8/13/13

Taking action.

I've made a lot of bold moves lately. I've retired from acting, I'm seeking new literary representation, and I've declared myself and my goals publicly. After spending so much time waiting, I decided to take charge and really be true to myself, to make plans about my future instead of always waiting and reacting. Sometimes it is necessary to react, to take a job to pay the bills, to work on projects that will take care of immediate needs, to deal with the here and now as it comes barreling toward you. Reacting is not a bad thing, and I have had to roll with the punches a lot this year, and am grateful that I know how. But when at last, there is a moment to reflect and catch one's breath, when there is space enough to be able to sit and think and not hustle, I think it is important to ask, what is it I really want? And how can I get it while still taking care of my family and responsibilities?

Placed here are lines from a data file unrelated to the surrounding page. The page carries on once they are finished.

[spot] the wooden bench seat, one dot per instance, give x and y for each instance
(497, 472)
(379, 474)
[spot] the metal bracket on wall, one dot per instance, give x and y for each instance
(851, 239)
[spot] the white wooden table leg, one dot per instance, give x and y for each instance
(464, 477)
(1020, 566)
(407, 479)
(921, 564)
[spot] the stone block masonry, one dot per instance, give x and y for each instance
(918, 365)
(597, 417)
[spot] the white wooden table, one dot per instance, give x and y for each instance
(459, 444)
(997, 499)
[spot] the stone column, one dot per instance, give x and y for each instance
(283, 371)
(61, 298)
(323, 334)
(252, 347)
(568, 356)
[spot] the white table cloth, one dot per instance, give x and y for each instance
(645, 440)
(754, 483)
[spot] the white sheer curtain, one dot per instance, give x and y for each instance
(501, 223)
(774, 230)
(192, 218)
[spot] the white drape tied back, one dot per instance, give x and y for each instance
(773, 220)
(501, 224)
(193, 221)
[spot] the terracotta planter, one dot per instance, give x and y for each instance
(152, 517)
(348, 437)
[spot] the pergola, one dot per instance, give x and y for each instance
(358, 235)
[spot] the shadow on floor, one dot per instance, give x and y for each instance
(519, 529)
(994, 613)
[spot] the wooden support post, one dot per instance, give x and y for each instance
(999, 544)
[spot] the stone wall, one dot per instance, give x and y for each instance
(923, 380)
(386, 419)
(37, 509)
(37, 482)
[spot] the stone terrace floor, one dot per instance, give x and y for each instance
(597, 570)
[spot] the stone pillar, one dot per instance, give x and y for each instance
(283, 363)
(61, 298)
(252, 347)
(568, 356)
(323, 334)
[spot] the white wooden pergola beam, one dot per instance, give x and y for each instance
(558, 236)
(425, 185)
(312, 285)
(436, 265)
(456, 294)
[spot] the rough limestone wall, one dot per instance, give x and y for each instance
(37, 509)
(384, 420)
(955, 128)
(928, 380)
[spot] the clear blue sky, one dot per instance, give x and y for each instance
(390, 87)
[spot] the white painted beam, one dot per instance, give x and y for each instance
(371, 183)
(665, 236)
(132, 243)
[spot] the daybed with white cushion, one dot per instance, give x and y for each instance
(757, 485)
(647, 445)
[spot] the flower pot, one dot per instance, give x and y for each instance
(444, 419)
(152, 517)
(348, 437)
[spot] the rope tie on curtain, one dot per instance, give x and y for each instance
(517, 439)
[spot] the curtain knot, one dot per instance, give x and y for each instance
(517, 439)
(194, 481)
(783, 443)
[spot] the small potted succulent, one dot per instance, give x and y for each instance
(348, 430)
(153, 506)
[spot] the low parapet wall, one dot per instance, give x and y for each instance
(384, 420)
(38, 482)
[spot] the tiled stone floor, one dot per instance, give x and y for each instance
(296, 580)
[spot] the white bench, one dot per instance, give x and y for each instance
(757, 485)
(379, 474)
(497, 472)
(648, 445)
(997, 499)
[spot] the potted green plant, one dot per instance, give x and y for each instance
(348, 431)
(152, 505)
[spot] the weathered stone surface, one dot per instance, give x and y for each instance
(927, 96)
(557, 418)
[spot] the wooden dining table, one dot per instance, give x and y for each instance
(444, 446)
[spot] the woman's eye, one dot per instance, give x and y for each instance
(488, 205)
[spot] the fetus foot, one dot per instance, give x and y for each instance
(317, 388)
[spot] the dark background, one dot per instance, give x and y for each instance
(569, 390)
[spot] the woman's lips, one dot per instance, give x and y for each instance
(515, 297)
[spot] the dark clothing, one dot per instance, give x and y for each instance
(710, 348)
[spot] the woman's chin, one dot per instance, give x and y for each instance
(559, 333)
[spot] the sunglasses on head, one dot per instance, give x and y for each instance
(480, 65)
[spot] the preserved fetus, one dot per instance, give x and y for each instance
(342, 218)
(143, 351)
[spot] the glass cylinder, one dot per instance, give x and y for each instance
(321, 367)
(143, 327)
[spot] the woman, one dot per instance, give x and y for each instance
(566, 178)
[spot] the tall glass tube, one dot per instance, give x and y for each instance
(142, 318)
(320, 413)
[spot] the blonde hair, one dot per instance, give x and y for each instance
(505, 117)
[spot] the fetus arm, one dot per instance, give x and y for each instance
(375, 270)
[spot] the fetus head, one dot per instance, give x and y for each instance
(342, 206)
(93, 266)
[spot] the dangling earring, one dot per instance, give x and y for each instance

Until recently I have had not had time to ask and answer this question, and after so much time spent focused on just taking care of the immediate future, I wasn't sure that I knew how to ask. But now I am asking again, and I am taking my time in figuring out how I am going to make it happen, in the way that I want it to. And all of that is just details and planning, and some luck, and lots of hard work. But at the center of it all, is one thing. What is I want to be doing? Writing. More writing. Less worrying. More creating and less time spent worrying about the outcome. More time spent with my beloved family, more joy in what I have, less judgement in what I don't. More pride in my current accomplishments, less shame about those I am still trying to achieve. Keep moving forward. It's a good life and it's my life and I can't waste it waiting and worrying. I can only keep doing. That's really the best advice I can give myself. And so I am...doing...just that.